When you begin, by default the Project profile worksheet’s confidence profile dashboard will have a ‘Low’ status for each phase. You’ll see the same status in cell B2 of each of the phase worksheets.

Your responses to the questions will determine your overall security confidence profile. The more ‘Yes’ responses you select, the closer you’ll get to achieving a high confidence profile. The confidence profile status will change to reflect this in cell B2 of the phase you’re on and in the overall dashboard.

We’ve applied different levels of weighting to each response you select. Actions which are particularly important in achieving a high confidence profile have a heavier weighting.

If you select N/A as a response to any action, you should provide a note explaining why you’ve marked that item as unnecessary for your service at this phase. If you respond to too many questions with N/A, your security confidence profile will remain low, indicating that you have not completed enough activities to achieve a sufficiently secure service.

As part of the spend controls procress, you’ll need a high confidence profile to demonstrate that the digital service has been delivered according to Secure by Design principles.

Step 4: Provide a response to each question

As part of your regular project delivery process, add a response to each question in the worksheet that aligns to your delivery phase. To do this, use the dropdowns to answer Yes, No or N/A.

Many of the questions in the self assessment tracker use the second person (that is, they address ‘you’). For example, “Did you consult with business stakeholders when creating the impact assessment?” You should answer these questions on behalf of the project team; you do not have to have completed the activity personally.

The tracker has a Notes or evidence column where you are expected to add supporting information, such as an explanation of how the security requirement has been met, or a reference to where activity outputs can be found.

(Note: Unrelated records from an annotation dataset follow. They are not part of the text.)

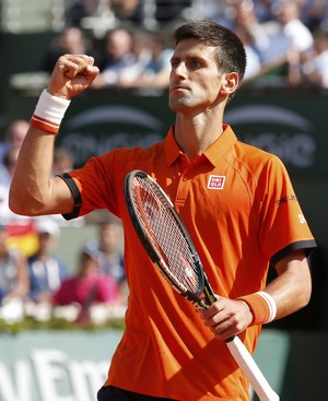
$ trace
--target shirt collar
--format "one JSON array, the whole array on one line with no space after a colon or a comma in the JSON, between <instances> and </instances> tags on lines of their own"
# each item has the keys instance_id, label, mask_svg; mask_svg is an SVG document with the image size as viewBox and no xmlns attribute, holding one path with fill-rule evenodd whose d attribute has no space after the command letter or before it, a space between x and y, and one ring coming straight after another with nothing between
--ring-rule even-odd
<instances>
[{"instance_id":1,"label":"shirt collar","mask_svg":"<svg viewBox=\"0 0 328 401\"><path fill-rule=\"evenodd\" d=\"M223 125L223 132L203 153L203 156L206 156L213 166L216 166L221 157L234 145L236 141L237 138L232 128L227 125ZM174 138L174 126L169 128L164 140L164 150L168 166L184 154Z\"/></svg>"}]
</instances>

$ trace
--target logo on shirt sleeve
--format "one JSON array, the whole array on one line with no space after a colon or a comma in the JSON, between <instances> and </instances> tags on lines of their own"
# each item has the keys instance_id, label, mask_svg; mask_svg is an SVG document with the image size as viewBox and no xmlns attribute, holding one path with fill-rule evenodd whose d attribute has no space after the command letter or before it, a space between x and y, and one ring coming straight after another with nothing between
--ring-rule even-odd
<instances>
[{"instance_id":1,"label":"logo on shirt sleeve","mask_svg":"<svg viewBox=\"0 0 328 401\"><path fill-rule=\"evenodd\" d=\"M208 182L209 189L223 189L225 182L225 176L211 175Z\"/></svg>"}]
</instances>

You do not need to provide links to documents. If you do, you must ensure that access has been set appropriately to maintain the security of the information you are referencing.

Step 5: Keep the self assessment tracker current

Include the maintenance of the self assessment tracker within your project delivery processes, updating the information to reflect new evidence or when there are significant changes in outputs already submitted.

You may be required to change a response from a Yes to a No if the evidence supplied no longer meets the criteria of the self assessment. If this affects the status of your confidence profile, ensure the relevant people within your project and organisation are made aware, then take the necessary steps to manage or mitigate the issue.

When starting a new delivery phase, it is possible to copy over notes or evidence from an earlier phase if the security requirement or implications remain unchanged.